When he steps into the living room, carrying her cup, she is standing before the mirror that hangs on the back of the door; her face is neutral and bland; there is no trace of the laugh in her eyes. He asks, “What is it? What’s wrong? Is it the robe?”

“No.” She accepts the coffee. “It’s my eye. It’s the first time I’ve seen it.”

“You find it funny, your eye?”

“Why not?” She brings her cup over to the sofa and sits, her short leg tucked up under her buttock. She has a habit of sitting that way. She finds it comfortable. It has nothing to do with her limp. Not really.

He sits in his overstuffed chair opposite as she sips the hot coffee, looking into the cup as a child does. That laugh of hers, so total and so brief, has made him feel more comfortable with her. Most girls would have expressed horror or self-pity to see their faces marred. “Who hit you?” he asks.

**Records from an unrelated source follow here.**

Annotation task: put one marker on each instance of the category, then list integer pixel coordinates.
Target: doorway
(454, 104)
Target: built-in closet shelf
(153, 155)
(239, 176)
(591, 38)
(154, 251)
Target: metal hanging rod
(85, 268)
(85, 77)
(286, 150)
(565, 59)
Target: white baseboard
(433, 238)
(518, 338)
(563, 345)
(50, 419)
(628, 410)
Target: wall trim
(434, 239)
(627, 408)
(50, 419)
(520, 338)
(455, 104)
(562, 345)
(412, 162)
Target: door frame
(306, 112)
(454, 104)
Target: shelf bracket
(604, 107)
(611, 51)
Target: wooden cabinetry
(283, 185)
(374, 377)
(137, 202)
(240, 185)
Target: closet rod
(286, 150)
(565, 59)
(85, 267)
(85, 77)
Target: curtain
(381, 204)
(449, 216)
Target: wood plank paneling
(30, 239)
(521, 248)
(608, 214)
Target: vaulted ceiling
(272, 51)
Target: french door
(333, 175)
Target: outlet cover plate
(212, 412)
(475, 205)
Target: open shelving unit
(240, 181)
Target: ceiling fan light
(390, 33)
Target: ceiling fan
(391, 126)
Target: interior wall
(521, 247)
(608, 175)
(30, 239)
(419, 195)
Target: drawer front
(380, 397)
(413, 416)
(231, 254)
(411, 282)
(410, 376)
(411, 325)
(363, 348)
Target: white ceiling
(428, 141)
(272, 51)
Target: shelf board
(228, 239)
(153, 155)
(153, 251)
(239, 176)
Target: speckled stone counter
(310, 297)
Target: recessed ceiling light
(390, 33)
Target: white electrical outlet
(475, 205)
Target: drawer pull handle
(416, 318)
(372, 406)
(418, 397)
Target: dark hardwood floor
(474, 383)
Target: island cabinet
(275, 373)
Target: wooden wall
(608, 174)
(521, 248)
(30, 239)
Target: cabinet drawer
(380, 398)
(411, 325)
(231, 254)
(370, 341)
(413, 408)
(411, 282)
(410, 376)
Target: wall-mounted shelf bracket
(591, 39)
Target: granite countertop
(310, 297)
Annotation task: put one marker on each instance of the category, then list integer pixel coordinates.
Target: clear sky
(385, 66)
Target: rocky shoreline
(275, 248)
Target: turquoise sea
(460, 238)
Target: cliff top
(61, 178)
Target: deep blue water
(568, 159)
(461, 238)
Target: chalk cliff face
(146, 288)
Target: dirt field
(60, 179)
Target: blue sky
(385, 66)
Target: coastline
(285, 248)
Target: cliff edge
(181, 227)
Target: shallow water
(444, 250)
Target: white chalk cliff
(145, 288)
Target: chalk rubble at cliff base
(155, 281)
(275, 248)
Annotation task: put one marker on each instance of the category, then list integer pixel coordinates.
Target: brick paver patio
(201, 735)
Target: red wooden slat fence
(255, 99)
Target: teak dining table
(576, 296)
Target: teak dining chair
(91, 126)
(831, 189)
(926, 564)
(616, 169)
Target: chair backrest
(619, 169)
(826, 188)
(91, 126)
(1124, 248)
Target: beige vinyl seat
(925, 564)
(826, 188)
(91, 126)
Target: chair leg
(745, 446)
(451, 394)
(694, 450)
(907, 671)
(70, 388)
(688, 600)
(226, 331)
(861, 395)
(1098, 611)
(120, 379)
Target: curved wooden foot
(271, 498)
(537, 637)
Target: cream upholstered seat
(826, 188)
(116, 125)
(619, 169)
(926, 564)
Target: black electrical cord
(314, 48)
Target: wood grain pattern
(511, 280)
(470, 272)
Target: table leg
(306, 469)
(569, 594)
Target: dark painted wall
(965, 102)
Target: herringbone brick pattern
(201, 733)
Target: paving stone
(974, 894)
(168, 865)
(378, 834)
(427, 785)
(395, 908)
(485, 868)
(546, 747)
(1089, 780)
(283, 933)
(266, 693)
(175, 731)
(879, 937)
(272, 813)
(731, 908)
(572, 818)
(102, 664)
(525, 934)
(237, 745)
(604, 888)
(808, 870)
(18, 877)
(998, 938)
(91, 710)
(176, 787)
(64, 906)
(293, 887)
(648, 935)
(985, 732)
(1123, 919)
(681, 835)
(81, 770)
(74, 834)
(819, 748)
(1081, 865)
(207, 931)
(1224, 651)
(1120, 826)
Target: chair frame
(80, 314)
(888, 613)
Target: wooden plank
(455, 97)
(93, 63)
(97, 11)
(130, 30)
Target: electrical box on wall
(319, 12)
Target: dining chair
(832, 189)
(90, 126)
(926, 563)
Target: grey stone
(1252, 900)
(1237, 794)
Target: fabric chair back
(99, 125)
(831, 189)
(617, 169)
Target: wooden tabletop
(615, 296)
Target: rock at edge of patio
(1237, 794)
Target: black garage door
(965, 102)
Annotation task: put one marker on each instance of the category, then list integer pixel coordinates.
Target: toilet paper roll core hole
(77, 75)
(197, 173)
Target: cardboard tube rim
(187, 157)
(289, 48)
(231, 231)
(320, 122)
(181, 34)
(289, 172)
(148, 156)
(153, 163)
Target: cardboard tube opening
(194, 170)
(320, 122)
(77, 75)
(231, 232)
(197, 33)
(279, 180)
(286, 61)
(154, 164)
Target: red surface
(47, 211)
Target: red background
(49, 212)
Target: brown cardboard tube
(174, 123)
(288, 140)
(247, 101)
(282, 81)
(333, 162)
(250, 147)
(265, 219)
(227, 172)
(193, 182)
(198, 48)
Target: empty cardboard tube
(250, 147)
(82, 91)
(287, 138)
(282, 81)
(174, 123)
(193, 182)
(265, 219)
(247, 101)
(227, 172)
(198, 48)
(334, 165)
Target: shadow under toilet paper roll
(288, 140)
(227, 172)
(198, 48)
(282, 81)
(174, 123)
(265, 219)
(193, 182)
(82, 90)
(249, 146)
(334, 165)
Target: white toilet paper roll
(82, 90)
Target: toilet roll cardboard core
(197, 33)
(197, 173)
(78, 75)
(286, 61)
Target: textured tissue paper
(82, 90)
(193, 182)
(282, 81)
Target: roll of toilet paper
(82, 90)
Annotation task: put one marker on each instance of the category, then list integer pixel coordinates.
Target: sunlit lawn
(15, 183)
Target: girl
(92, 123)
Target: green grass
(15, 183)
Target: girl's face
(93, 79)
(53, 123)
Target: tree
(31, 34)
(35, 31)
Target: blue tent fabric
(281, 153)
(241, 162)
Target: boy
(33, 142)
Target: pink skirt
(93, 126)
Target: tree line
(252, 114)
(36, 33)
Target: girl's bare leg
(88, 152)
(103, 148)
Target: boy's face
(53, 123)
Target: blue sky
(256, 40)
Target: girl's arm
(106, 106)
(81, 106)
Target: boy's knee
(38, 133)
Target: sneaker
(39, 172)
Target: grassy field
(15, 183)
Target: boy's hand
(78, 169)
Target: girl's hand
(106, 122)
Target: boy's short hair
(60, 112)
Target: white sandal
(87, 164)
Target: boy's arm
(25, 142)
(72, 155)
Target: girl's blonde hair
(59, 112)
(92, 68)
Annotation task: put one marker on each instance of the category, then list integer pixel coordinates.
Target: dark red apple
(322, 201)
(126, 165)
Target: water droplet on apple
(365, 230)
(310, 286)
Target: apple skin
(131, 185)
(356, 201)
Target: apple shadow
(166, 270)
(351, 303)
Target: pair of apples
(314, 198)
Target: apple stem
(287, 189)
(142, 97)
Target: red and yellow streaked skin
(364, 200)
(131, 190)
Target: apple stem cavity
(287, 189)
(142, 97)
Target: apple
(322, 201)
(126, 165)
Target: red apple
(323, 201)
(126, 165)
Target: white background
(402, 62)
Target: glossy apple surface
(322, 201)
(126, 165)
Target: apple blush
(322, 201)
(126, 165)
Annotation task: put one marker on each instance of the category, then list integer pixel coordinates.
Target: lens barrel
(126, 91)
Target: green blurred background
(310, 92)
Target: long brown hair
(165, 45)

She shrugs and blows a puff of air in a typically Canadian gesture of indifference. “A man.”

“Why?”

“He promised me I could spend the night, but afterward he changed his mind.”

“And you raised hell?”

“Sure. Wouldn’t you?”

He leans his head back and smiles. “It’s a little hard to imagine being in the situation.”

She stops in mid-sip and sets the cup down, looking at him levelly. “What the hell’s that supposed to mean?”

“Nothing.”

“Why’d you say it then?”

“Forget it. You’re from out of town, aren’t you?”

She is suddenly wary. “How’d you know that?”

“You have a downriver accent. I was born in Trois Rivières myself.”

“So?” She picks up her cup again and sips, watching him closely, wondering if he’s trying to get something for nothing with all this friendly talk.

He makes a sudden movement forward, remembering the bath he is running.

Her cup rattles as she jerks back and lifts an arm to protect herself.

Then he realizes the tub won’t be half full yet. Water runs slowly through the old pipes. He sits back in his chair. “I didn’t mean to startle you.”

“You didn’t startle me! I’m not afraid of you!” She is angry to have cowered so automatically after her swaggering talk.